Auf Du und Du mit Tinnitus und Hörsturz: Sensibel fürs Ohr
■ Schon zehn Prozent der Kinder haben Hörschäden / Bremen startet Kampagne
Die Spielzeugpistole ist schlimmer als das Gewehr beim Bund: Auf 180 Dezibel bringt es das Plastikteil – ein kleiner Düsenjet neben dem Innenohr. Kein Wunder, dass sich sämtliche Prognosen über künftige Hörschäden der Kindergartengeneration in die Höhe schrauben. Rund zehn Prozent eines Jahrgangs haben bereits irreversible „Hörverluste“.
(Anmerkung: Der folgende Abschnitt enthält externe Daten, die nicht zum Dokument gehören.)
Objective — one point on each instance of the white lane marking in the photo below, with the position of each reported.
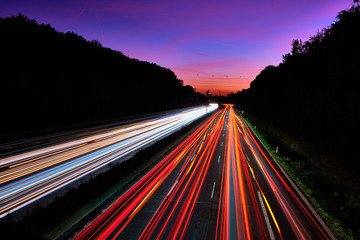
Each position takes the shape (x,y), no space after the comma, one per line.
(173,187)
(212,193)
(267,221)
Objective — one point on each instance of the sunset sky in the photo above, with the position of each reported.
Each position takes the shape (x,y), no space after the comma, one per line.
(219,45)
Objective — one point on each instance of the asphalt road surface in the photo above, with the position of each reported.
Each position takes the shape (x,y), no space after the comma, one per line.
(28,176)
(220,183)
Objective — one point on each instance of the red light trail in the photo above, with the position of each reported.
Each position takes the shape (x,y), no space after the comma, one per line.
(218,184)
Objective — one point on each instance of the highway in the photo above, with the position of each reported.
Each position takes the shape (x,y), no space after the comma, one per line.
(220,183)
(27,176)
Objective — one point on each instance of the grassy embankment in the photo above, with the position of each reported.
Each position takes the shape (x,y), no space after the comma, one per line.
(332,195)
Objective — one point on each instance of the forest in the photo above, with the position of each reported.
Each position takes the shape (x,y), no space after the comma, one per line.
(50,79)
(313,94)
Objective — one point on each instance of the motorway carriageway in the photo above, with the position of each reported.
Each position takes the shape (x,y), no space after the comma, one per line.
(220,183)
(28,176)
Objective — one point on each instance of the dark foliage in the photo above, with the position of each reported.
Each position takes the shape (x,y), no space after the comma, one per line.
(314,93)
(49,79)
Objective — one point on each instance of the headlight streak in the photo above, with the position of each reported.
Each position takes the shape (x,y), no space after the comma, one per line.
(34,174)
(250,190)
(108,221)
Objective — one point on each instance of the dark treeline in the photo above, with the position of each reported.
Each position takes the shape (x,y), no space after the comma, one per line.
(49,78)
(314,93)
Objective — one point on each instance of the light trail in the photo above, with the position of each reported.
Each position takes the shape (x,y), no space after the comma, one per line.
(28,176)
(192,194)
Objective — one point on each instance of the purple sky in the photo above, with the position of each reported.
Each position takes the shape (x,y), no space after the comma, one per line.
(219,45)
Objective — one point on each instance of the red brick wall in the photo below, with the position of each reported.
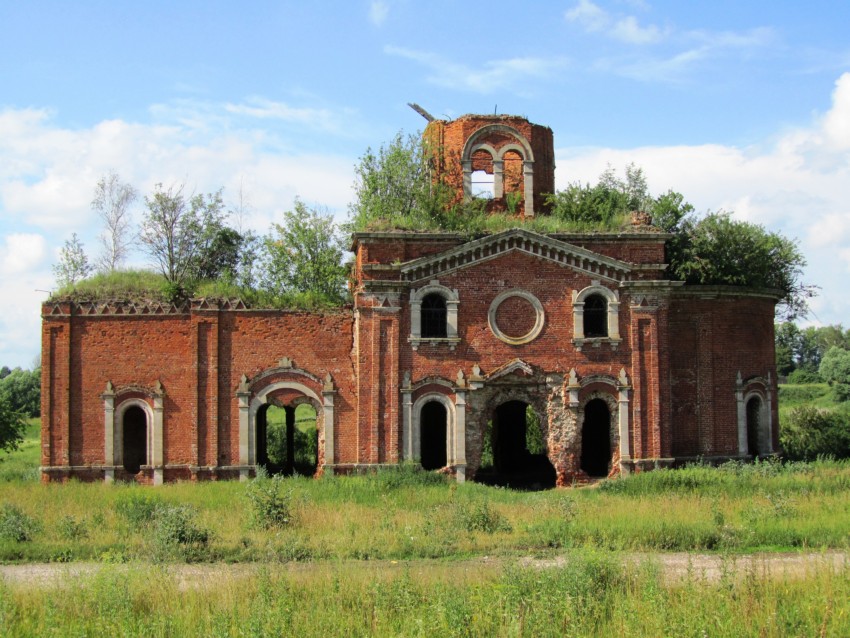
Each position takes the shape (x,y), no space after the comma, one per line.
(450,138)
(198,358)
(682,349)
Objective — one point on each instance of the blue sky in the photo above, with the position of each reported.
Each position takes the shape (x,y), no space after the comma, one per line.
(742,106)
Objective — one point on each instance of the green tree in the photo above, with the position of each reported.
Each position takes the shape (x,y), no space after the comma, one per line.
(112,201)
(395,183)
(835,370)
(717,249)
(304,255)
(178,234)
(221,257)
(22,389)
(787,342)
(12,426)
(73,263)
Ein Fall für Ärzte, Hörgerät-Akustiker, senatorische Gesundheits- und Bildungsbehörde: Sie wollen die Kids für die Ohren sensibilisieren. Sonst ist der Pistolenknall irgendwann das letzte Geräusch, was es ohne Tinnitus-Gebrumm zu hören gab. „Take care of your ears“, heißt die frisch gestartete Ohr-Kampagne, die Bremen als kleinstes Bundesland als erstes flächendeckend umsetzten will.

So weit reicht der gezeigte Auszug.